No, those hard copy black & white days are over. But that's okay; every generation has it's own challenges. There are things we don't lose an ounce of sleep over that plagued the veterans we now look up to when they first started. Every business is likely to evolve over time, and Hollywood is no different. Even Hollywood isn't immune to the effects of the social media generation. I think I'd even be safe in venturing to say that Hollywood has embraced the beast that is social media. It is, after all, just another form of entertainment, and can be a very useful marketing tool. I've got my "fan" page... as does every film.

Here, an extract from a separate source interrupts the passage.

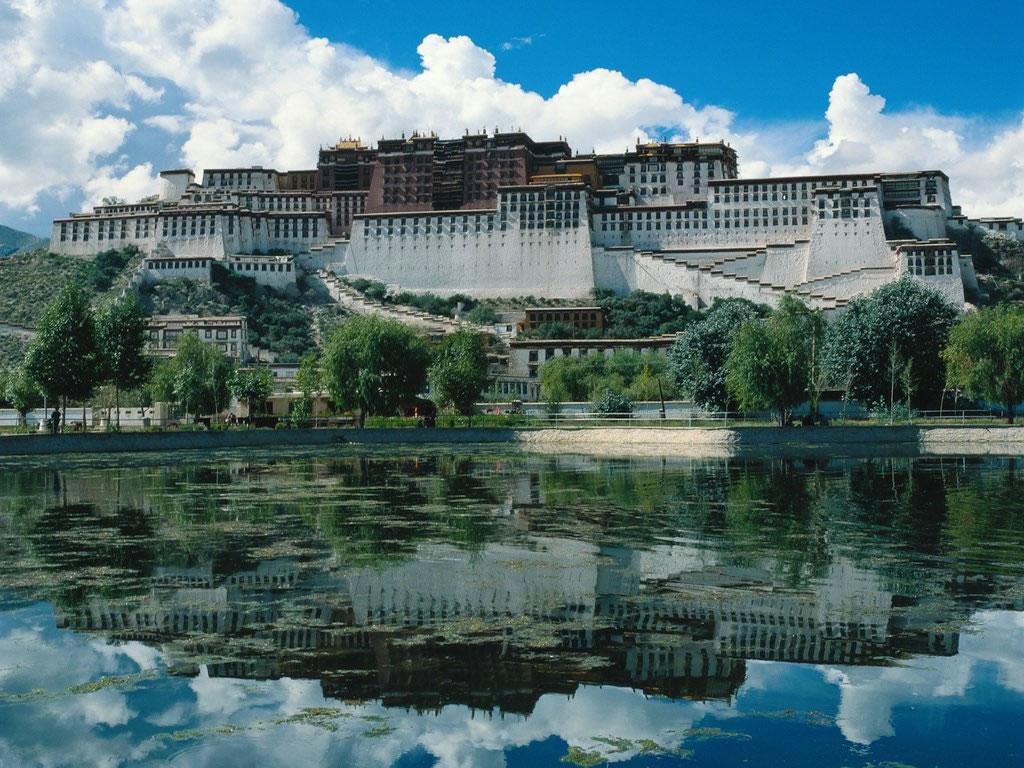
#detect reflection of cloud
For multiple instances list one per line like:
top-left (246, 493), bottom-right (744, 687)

Or at least the ones in the ultra-indie tier, which is the level I am currently hustling. It's good in some ways... I am able to follow the posts by the project and have a better handle on the casting process. It used to be after an audition, you would just wait in silence, wondering if they will call, what was going on. Often, the wait was indefinite. They don't call you to tell you the other girl got it. But now, I can just check in on Facebook to see if the movie page has posted the any casting updates. One of the films I had a callback for in the last couple of weeks updated their status:
"Most of our larger roles are cast (not all but most)..."
Meh, I figured that already since I hadn't heard from them. But still, it is nice to see it in print, it gives some closure. The ever-present, eternally optimistic little dreamer inside me can let go of hanging on to, "There's still a chance!" It gives my overactive subconscious a definitive chance to move on with my
Still, there are some ways the transparency in the casting process can have a little sting that wasn't there before. I happen to look up the page for another film for which I had worked really hard to prepare an audition. It was one I felt I could play very strongly and actually excited me artistically... a luxury I'm not often afforded at my level. They recently finished shooting and posted pictures from the set. I saw the girl who was cast in my role. I'm sure she did a great job, but I am human, and I still wish it would have been me. When the movie is released theatrically, I will have to go see it. I can already tell you I will regret it, but it's just something I have to do.
But that wasn't the first time I watched someone else play "my" role, and I bet all my future earnings -- doubled down -- that it won't be the last. It's okay, there will be plenty of times when other girls will watch me portraying roles they would have loved to do. It's just part of the business. Learning how to cope with it is the difference between staying on the straight and narrow and out of the downward spiral into self-doubt and burn-out.
And that, my friends, is the difference between failure and success... and the latter is where I'm headed.